The ability to tell stories is morally important; as far as roleplaying games train us in telling stories, they morally improve us. (This may not the only way they do so.)

An example: I just took the train from Leiden to Utrecht. At some point, an untidy looking guy comes into the part where I was sitting and starts rummaging through the litter bins in order to find some food. A little while later he starts asking me for food (which I did not have); eyed my bag hungrily, as if he were about to try and steal it; then suddenly vommited (or noisily spat, I didn't try to find out) on the floor and departed. The prominent thought in my mind was: "Get lost, junk."

However, I then realised that the scene I had just witnessed could be part of many a touching tale, the protagonist of which would be thoroughly human and sympathetic. A million things that I can emphasise with and understand could bring a man to this behaviour. By narrative imagination, I can construct the sketches of some on the fly. And so the prominent thought in my mind became: "What sad circumstances have reduced him to this? Will he ever get out?"

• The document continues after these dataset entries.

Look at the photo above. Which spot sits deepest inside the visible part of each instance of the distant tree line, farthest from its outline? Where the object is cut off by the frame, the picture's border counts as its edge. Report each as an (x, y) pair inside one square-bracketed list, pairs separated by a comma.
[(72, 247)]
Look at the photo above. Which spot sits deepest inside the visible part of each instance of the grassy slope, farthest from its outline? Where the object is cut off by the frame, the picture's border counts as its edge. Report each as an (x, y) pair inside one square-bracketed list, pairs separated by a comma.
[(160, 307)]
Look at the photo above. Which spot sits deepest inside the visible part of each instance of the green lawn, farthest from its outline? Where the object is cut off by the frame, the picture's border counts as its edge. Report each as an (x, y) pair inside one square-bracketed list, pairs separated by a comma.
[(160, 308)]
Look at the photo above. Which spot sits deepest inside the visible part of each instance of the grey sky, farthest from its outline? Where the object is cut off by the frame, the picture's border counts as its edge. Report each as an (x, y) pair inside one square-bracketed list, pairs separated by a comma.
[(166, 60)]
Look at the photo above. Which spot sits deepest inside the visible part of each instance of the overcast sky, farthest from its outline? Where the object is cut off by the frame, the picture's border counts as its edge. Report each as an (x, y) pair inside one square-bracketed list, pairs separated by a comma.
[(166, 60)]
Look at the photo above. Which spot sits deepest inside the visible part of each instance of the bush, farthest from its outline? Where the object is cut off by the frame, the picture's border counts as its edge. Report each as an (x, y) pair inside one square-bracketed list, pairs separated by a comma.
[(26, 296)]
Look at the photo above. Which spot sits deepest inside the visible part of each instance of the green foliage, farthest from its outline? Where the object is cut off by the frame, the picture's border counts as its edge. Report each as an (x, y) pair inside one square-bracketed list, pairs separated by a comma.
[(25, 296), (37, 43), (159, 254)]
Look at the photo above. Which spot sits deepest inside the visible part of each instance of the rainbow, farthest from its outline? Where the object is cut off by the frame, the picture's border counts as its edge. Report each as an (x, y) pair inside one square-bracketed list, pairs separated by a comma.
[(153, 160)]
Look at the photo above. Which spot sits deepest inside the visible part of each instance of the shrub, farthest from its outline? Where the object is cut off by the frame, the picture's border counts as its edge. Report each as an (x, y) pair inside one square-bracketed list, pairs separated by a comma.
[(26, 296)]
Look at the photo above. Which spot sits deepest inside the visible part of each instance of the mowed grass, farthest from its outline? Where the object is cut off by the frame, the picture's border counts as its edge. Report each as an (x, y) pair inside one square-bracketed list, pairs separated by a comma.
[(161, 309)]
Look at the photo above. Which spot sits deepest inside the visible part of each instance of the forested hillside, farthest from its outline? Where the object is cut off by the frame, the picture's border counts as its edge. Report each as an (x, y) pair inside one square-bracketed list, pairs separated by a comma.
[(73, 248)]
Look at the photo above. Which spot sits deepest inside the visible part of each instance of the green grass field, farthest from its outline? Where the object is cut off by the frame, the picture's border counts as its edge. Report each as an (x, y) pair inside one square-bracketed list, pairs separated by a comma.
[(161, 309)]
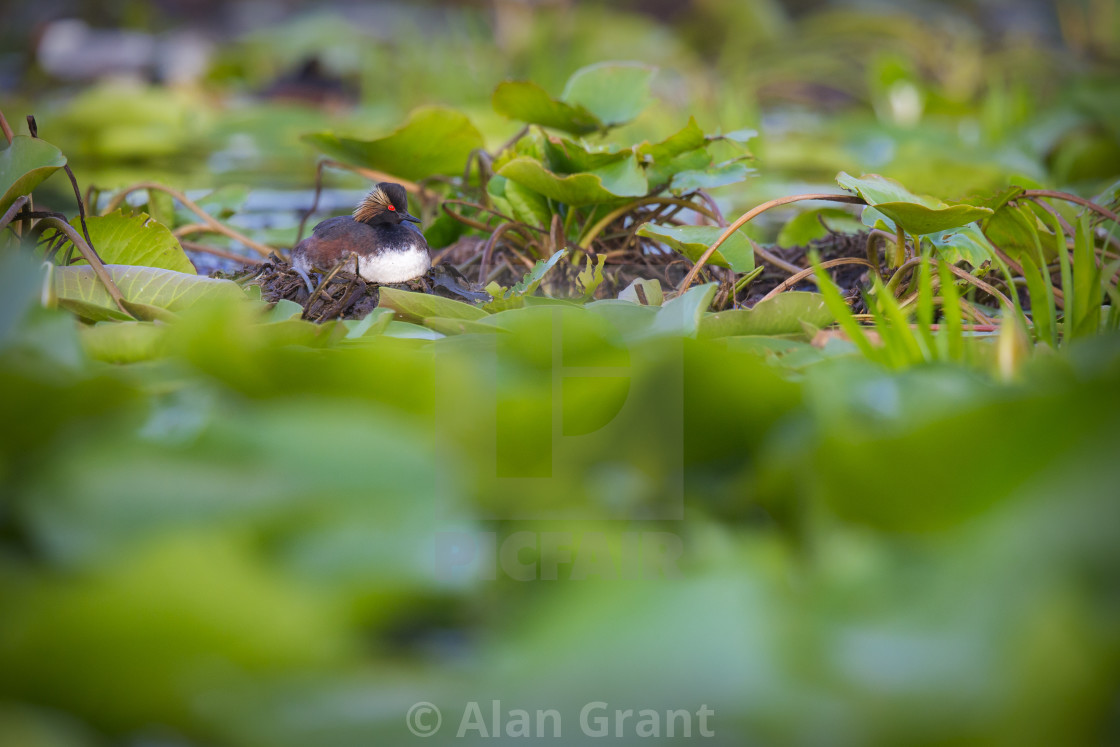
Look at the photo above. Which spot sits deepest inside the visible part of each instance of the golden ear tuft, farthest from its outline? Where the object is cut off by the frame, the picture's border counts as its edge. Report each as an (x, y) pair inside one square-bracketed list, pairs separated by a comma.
[(373, 205)]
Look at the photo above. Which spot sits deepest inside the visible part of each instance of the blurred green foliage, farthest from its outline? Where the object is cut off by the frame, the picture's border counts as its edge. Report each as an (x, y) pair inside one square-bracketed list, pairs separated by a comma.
[(234, 539), (231, 526)]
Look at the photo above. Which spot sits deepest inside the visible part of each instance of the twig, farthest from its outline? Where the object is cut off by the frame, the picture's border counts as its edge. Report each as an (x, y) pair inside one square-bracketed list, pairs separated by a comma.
[(10, 214), (749, 215), (195, 246), (217, 226), (773, 259), (488, 249), (590, 234), (790, 282), (7, 129), (1073, 198)]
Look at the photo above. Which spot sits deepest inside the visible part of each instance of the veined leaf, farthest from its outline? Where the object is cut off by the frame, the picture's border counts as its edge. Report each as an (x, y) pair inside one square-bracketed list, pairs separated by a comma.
[(528, 102), (134, 240), (785, 314), (435, 140), (24, 165), (693, 240), (613, 92), (917, 214), (621, 179)]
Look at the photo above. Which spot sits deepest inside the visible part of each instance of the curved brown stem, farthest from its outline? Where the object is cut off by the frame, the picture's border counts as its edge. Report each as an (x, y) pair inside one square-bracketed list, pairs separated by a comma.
[(1073, 198), (90, 255), (488, 249), (749, 215), (790, 282), (195, 246)]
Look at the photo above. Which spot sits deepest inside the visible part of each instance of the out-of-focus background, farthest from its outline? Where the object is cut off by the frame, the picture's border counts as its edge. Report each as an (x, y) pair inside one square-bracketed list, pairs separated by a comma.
[(942, 95), (254, 532)]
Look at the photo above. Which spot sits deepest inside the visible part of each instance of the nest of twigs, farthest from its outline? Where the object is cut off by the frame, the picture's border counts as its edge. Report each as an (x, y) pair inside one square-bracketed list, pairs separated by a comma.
[(342, 295)]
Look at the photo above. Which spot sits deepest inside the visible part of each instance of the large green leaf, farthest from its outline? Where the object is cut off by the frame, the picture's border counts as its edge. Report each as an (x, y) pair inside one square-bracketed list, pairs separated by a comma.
[(24, 165), (690, 138), (621, 179), (134, 240), (614, 92), (967, 243), (709, 178), (817, 224), (917, 214), (782, 315), (435, 140), (528, 102), (421, 306), (693, 240), (78, 290), (529, 206)]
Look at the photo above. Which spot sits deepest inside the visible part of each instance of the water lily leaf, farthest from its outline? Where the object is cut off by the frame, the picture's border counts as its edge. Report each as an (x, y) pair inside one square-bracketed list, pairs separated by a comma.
[(785, 314), (435, 140), (224, 202), (811, 225), (690, 138), (643, 291), (681, 316), (528, 102), (134, 240), (459, 326), (80, 290), (567, 156), (421, 306), (24, 165), (967, 243), (917, 214), (529, 206), (613, 92), (621, 179), (371, 325), (693, 240), (532, 280), (716, 176), (126, 342)]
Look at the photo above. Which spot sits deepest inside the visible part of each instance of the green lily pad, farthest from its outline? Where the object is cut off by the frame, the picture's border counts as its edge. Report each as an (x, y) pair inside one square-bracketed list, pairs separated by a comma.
[(134, 240), (716, 176), (785, 314), (613, 92), (459, 326), (693, 240), (435, 140), (967, 243), (529, 206), (690, 138), (808, 226), (421, 306), (528, 102), (917, 214), (621, 179), (24, 165), (145, 289), (568, 156)]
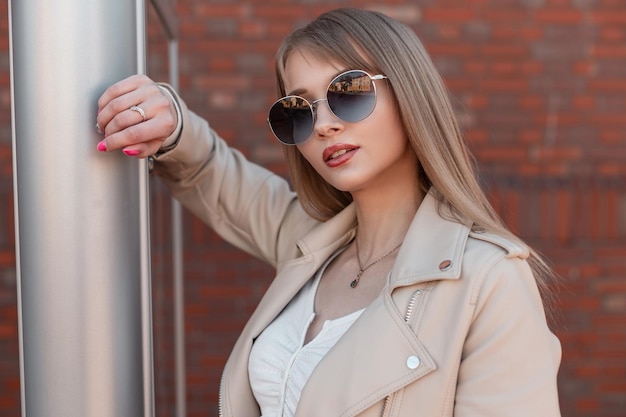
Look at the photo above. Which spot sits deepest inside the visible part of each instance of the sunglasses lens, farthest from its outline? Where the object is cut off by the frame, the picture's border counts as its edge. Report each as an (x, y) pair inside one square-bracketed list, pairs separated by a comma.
[(291, 120), (351, 96)]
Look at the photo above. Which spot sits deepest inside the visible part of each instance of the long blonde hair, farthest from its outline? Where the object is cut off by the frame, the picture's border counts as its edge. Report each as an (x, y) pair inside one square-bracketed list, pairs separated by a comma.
[(372, 41)]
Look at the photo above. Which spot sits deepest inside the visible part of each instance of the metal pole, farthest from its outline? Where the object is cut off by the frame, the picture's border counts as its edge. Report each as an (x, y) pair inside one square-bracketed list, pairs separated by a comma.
[(81, 217), (177, 255)]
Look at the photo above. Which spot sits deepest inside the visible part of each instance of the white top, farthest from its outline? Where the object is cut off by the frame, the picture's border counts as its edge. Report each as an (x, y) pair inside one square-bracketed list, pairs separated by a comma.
[(280, 365)]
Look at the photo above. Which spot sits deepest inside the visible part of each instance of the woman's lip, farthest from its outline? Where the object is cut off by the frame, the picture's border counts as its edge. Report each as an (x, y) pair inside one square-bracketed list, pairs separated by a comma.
[(336, 151)]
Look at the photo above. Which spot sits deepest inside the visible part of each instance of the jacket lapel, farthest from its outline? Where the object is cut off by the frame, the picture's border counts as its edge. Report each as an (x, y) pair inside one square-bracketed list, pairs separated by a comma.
[(371, 361), (375, 358)]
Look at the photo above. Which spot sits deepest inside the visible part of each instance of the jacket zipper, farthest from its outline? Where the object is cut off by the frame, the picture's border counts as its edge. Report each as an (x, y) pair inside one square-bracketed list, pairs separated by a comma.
[(220, 397), (407, 318)]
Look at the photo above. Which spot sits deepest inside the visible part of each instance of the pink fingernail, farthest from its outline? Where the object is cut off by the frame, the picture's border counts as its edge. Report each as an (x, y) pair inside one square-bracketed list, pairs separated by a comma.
[(131, 152)]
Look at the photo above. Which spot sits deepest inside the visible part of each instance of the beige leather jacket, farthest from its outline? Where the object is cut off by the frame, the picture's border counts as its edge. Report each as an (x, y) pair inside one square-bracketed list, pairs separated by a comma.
[(459, 330)]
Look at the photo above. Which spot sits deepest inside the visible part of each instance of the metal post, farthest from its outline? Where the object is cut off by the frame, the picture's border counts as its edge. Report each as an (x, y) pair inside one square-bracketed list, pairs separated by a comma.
[(81, 216)]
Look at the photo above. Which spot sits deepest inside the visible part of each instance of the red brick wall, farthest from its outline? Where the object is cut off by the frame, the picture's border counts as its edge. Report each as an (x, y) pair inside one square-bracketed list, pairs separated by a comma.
[(540, 89)]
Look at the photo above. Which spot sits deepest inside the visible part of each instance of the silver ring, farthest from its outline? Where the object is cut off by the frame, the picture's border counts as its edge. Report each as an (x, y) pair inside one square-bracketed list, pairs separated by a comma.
[(140, 111)]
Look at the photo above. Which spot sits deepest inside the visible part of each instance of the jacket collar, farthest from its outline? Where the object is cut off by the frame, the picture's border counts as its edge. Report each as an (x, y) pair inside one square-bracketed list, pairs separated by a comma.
[(432, 248)]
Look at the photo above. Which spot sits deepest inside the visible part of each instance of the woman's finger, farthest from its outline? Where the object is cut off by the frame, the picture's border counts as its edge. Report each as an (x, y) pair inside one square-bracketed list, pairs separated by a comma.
[(143, 150), (154, 130)]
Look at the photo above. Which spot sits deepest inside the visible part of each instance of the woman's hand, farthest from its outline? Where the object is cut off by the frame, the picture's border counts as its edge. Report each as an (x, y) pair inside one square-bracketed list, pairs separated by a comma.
[(139, 131)]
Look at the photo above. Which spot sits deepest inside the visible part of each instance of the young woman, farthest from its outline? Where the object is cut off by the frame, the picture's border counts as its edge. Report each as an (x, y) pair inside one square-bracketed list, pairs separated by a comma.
[(398, 292)]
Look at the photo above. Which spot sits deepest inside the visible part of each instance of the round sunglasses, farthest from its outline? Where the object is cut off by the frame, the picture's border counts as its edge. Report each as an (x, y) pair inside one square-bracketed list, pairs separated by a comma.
[(351, 96)]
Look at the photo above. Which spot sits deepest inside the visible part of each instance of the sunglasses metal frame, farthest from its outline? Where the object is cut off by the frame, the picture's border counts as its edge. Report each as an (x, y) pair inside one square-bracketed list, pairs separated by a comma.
[(313, 105)]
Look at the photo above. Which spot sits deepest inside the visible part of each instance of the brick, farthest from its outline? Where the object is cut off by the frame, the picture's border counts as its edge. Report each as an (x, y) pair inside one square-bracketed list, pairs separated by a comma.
[(448, 14), (559, 16)]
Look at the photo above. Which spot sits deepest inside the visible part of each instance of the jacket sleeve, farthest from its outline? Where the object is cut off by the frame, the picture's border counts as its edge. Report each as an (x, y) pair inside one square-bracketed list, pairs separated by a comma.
[(510, 358), (247, 205)]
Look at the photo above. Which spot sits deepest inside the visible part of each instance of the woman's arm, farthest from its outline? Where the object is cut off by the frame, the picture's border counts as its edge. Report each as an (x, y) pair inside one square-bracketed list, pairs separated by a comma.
[(510, 357)]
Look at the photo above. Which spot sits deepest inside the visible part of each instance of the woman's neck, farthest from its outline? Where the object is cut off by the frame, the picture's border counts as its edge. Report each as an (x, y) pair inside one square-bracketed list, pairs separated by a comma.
[(384, 218)]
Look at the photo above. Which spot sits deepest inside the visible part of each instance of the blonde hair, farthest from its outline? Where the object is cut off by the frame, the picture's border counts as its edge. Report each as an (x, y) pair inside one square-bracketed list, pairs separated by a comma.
[(374, 42)]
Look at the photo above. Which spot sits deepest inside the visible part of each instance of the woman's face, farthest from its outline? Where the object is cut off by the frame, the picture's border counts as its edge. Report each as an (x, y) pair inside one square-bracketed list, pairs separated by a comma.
[(373, 153)]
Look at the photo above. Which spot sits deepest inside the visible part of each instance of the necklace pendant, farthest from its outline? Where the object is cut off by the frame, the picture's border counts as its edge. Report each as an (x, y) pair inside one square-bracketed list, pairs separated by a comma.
[(355, 281)]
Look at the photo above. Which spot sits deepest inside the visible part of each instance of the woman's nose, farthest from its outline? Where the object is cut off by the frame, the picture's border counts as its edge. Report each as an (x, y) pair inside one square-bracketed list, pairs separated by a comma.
[(325, 121)]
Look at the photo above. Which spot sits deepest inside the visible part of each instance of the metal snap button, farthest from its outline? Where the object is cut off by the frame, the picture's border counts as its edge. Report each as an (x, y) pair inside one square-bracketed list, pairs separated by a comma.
[(412, 362), (445, 265)]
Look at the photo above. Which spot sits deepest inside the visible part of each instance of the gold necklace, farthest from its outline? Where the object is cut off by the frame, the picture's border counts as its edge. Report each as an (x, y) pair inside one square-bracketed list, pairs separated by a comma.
[(362, 269)]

To see the other as an individual human, not a prototype; to think of what you observe of him as a moment in a long temporal chain instead of thinking of it as the essence of his being: that is part of what morality is. And you need narrative imagination for it; the ability to tell stories. Especially, the ability to tell stories about real human beings with their weak and pathetic moments. The best of our roleplaying games allow us to train this ability.

(Paul Czege once told me that one the things he wants with Acts of Evil is stimulate people to think of other humans as, well, good and noble human beings. He gave the example of a fat man ordering an extra large meal in a fast food bar. You could think: "Hey fatto, you'd better take a small meal or burst." Or you could think: "Well, maybe the guy has been working in his poor old mother's garden all day and is simply starved." The second needs a sharper and quicker imagination, but it surely is to be preferred.)